Ranft was born in Plainpalais and began studying painting and drawing in Geneva, under the direction of Eugene Etienne Sordet (1836-1915), who taught him the art of landscape painting. He then moved to Paris, where he attended the workshops of Gustave Courbet and Augustin-Alexandre Dumont, a sculptor who taught him engraving. Ranft then created many lithographed plates, including posters and etchings, while continuing with landscape painting.

In Paris he was elected a Full Member of the Société Nationale des Beaux-Arts, in whose Salons he exhibited regularly as well as in the Société des Artistes Indépendants.

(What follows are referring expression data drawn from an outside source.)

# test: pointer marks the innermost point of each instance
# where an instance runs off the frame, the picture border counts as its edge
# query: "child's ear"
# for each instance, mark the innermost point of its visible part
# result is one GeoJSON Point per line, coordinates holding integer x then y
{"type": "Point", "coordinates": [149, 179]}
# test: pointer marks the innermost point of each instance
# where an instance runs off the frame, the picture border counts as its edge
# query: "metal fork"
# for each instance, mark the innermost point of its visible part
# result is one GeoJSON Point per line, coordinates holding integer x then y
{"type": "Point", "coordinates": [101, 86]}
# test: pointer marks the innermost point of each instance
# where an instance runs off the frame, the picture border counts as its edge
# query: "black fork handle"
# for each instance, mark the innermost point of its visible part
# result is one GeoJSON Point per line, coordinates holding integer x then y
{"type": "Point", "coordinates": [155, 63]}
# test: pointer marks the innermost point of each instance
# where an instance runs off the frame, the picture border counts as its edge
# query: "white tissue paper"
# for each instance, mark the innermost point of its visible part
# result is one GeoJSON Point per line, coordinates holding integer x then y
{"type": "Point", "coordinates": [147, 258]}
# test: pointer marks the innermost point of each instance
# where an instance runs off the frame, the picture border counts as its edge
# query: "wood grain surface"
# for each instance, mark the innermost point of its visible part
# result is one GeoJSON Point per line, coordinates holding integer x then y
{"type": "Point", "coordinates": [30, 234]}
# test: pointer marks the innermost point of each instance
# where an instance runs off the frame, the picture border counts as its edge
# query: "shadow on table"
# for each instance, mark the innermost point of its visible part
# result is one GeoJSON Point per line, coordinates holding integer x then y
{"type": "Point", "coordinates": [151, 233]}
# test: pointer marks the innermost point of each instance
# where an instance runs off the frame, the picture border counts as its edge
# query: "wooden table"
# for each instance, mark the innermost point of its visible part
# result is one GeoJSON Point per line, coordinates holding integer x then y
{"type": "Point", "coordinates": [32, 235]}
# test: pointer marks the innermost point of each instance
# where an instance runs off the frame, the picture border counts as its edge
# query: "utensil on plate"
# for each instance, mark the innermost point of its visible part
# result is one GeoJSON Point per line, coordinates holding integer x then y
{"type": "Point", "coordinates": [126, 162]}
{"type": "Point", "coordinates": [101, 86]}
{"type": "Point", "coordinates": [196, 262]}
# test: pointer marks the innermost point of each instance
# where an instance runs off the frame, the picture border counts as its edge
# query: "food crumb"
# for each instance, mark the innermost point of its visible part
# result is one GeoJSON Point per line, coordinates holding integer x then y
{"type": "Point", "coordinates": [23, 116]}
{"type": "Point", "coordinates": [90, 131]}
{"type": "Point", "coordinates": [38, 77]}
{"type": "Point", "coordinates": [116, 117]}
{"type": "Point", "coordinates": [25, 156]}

Ranft died in June 1931. A few weeks later, Gustave Kahn paid tribute in the Mercure de France, when a retrospective of the painter was organized at the Autumn Salon.

== Works ==
Ranft illustrated several books, executed 85 original etchings in colour, 26 in black, several monotypes, one lithograph and sixteen etchings reproducing paintings by various artists, including Turner, Whistler and Reynolds. He exhibited at the First Symbolist Salon of the Rose+Croix in 1892. He was considered in England to be the best interpreter of J. M. W. Turner.

Between 1892 and 1913 he was the author of several illustrations for books, and two novels, Miss Orchair (1892) and L'Illustre Famille (1913).